Insensiblement, la gauche proche du syndicalisme révolutionnaire en vient à reconsidérer l’affaire Dreyfus : tandis que Péguy dénonce la trahison du dreyfusisme par les socialistes de pouvoir, Louzon, Lagardelle et Le Mouvement socialiste en arrivent à une révision de l’Affaire, qui n’aurait été à leurs yeux qu’une occasion prise par les intellectuels d’accélérer leur mainmise sur le mouvement ouvrier. Le point d’orgue de ce basculement fut donné par Georges Sorel, qui publie en 1909 une brochure intitulée La Révolution dreyfusienne, où il reprend en faisceau tous les arguments de l’antidreyfusisme de gauche.

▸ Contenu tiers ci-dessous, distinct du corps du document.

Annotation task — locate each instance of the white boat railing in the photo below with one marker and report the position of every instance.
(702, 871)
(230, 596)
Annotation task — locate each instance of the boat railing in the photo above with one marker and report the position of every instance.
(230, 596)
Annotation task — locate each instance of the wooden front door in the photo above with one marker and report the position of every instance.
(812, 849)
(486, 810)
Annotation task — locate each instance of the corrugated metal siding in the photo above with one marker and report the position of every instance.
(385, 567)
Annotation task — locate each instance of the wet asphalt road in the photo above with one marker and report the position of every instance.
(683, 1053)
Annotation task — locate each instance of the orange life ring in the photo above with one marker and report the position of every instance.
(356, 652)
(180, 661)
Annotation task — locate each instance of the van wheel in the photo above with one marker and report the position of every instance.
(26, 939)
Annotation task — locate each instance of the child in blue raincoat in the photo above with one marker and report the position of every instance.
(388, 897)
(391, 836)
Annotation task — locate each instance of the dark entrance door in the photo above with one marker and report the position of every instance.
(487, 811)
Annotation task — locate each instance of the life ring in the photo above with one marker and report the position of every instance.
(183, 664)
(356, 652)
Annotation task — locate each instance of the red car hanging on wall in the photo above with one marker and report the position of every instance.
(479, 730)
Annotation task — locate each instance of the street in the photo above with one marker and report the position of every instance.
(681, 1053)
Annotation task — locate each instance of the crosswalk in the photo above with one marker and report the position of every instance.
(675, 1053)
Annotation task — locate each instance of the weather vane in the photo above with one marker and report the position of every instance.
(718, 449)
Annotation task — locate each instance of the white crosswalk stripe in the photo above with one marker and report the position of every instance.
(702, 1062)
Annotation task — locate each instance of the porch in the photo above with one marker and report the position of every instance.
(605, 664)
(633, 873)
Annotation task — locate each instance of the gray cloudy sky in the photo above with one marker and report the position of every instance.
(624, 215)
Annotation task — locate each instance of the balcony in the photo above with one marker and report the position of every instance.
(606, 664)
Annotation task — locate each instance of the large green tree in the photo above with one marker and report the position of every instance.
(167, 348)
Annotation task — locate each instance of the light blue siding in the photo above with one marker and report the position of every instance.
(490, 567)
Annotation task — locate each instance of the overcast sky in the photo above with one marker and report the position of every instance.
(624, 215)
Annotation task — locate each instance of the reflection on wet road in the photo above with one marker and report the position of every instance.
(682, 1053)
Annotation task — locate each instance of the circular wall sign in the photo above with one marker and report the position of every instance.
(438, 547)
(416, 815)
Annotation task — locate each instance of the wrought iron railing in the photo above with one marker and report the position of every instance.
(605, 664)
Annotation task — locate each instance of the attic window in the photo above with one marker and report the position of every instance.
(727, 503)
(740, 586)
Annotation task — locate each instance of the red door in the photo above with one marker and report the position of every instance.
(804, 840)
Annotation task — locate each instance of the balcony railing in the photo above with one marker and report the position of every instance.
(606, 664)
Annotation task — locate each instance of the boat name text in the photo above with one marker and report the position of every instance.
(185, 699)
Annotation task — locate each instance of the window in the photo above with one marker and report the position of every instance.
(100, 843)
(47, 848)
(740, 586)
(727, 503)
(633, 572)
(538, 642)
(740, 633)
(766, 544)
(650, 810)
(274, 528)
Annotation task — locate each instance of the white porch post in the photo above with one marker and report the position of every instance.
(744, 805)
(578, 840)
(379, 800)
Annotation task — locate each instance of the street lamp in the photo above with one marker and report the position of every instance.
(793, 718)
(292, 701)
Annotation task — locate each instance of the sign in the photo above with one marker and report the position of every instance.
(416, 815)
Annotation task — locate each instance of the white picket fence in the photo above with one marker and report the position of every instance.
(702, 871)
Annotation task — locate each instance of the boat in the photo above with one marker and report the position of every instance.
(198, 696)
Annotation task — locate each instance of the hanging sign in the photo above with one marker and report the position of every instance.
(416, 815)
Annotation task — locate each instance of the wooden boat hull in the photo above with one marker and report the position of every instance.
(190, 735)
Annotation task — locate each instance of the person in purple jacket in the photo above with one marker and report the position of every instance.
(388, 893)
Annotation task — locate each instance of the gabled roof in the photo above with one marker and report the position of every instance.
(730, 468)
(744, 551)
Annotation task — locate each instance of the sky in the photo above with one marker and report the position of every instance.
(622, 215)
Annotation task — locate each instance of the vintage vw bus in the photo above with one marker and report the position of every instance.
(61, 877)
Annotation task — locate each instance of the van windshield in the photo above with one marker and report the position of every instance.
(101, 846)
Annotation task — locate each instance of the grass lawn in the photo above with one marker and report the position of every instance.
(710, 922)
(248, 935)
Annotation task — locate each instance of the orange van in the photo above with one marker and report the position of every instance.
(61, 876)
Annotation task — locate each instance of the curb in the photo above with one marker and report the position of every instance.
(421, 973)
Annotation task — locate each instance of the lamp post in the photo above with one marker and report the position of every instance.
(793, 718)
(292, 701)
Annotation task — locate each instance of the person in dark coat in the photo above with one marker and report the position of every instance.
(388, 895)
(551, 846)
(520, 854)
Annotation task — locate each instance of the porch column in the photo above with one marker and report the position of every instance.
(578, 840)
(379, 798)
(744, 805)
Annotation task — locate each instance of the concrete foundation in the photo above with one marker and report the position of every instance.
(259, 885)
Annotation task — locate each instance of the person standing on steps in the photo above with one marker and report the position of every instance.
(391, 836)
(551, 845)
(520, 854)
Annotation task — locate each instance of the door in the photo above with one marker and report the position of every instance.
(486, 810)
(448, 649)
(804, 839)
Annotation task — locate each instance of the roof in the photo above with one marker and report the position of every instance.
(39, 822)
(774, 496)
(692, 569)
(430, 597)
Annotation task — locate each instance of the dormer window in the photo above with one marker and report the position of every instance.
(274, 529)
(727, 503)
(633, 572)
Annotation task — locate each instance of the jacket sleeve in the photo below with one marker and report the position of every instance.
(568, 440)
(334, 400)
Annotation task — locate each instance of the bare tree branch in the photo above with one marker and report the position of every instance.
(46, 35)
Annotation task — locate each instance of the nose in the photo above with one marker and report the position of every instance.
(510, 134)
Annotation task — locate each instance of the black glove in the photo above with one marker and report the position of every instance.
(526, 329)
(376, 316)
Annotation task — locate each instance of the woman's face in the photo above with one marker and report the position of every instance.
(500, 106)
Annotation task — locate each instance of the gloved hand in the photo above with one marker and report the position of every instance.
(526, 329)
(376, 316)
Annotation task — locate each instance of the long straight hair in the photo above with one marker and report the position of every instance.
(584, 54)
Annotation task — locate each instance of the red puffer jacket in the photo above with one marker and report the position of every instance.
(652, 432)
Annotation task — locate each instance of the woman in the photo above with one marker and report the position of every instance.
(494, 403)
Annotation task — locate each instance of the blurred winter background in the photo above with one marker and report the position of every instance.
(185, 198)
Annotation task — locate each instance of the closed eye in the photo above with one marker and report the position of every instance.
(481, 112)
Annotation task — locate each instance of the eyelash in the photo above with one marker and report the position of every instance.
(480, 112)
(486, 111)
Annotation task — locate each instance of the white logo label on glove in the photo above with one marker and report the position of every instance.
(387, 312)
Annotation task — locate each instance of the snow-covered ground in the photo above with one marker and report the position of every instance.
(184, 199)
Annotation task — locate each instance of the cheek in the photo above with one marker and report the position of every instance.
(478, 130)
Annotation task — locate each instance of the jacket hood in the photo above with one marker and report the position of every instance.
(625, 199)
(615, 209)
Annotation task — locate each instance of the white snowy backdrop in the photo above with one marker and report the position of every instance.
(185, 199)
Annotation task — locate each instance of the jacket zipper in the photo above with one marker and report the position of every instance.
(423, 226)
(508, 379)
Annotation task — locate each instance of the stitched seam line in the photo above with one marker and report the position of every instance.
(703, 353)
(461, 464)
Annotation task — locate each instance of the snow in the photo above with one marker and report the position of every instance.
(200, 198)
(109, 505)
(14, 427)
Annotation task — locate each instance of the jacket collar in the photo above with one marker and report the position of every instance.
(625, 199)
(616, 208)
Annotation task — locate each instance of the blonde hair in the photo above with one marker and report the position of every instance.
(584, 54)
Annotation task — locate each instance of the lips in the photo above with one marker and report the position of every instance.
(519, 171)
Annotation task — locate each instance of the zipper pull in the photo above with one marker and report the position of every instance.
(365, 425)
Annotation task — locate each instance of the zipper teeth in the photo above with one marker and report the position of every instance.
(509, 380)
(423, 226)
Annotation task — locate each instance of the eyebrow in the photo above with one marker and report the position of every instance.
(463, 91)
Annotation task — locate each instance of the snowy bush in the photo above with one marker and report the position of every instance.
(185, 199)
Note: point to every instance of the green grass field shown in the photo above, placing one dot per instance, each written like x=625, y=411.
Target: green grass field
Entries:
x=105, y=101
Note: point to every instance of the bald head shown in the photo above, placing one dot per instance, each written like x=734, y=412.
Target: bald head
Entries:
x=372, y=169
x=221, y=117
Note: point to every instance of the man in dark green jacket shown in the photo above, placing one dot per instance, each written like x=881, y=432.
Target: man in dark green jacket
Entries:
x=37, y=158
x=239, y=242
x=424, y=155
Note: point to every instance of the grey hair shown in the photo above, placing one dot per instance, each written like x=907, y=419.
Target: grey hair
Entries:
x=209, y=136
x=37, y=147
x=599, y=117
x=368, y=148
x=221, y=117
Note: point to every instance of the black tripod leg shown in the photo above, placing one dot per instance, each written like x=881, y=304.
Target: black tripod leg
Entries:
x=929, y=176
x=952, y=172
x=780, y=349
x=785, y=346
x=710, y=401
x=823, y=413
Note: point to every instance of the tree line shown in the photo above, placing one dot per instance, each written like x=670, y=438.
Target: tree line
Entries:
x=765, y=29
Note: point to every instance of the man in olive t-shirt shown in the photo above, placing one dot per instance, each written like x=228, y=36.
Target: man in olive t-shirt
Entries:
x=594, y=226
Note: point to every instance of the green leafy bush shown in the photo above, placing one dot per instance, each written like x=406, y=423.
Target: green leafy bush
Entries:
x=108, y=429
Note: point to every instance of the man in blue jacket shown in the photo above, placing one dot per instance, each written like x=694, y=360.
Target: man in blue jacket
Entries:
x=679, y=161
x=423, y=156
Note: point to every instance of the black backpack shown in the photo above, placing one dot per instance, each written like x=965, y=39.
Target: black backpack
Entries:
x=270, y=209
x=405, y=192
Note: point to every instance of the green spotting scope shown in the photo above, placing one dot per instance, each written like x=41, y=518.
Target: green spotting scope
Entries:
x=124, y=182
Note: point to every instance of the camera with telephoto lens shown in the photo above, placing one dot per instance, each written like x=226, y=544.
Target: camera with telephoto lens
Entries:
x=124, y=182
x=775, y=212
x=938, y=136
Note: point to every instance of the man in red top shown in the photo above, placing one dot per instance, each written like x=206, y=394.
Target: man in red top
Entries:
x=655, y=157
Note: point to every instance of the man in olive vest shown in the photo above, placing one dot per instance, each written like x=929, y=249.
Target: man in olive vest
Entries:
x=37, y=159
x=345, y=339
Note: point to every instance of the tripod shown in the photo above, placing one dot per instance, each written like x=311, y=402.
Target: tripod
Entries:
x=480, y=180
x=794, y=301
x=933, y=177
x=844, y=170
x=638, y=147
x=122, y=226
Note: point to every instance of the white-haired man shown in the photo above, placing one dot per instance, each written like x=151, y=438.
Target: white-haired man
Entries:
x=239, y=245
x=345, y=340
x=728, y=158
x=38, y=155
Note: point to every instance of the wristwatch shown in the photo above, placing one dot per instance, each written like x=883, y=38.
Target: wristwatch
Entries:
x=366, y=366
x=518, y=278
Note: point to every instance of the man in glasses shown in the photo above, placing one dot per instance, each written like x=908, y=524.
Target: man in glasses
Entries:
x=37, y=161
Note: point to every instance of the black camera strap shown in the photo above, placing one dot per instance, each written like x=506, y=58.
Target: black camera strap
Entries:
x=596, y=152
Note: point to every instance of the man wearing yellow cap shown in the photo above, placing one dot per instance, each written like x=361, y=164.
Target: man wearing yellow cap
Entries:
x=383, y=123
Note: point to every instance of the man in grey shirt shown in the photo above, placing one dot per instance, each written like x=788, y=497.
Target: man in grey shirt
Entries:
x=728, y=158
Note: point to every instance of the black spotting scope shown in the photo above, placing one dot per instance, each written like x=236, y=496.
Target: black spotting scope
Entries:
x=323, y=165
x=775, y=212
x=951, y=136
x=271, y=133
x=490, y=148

Le texte de Sorel est marqué au sceau du mépris : les protagonistes de l’Affaire ne sont plus à ses yeux que des personnages « mesquins ». Nul n’est épargné, pas même Picquart. Anatole France, convaincu de « vanité », seuls les applaudissements des meetings l’apaisent. Zola, « représentant de la bouffonnerie dreyfusarde », « très petit esprit », n’a rien compris qu’en littérateur. Jeu de massacre. Pressensé, Clemenceau, Jaurès, etc., tous sont suspects d’être horriblement intéressés dans leur engagement, à commencer par les hommes de plume : « Les gens de lettres, écrit Sorel, ne croient pas généralement à la valeur propre des idées ; ils n’apprécient que le succès que peut leur procurer l’exploitation d’un parti pris. C’est pourquoi ils sont capables d’adopter des attitudes si imprévues et de troubler ainsi profondément l’ordre public13. » L’année suivante, Sorel franchit un pas de plus. Dans une lettre du 6 janvier adressée à L’Action française, il se moque des « professionnels du dreyfusisme », et va jusqu’à remettre en cause l’innocence de Dreyfus : « [Je devrais] écrire maintenant une brochure sur les raisons que l’on a de croire aux trahisons de M. Alfred Dreyfus14. »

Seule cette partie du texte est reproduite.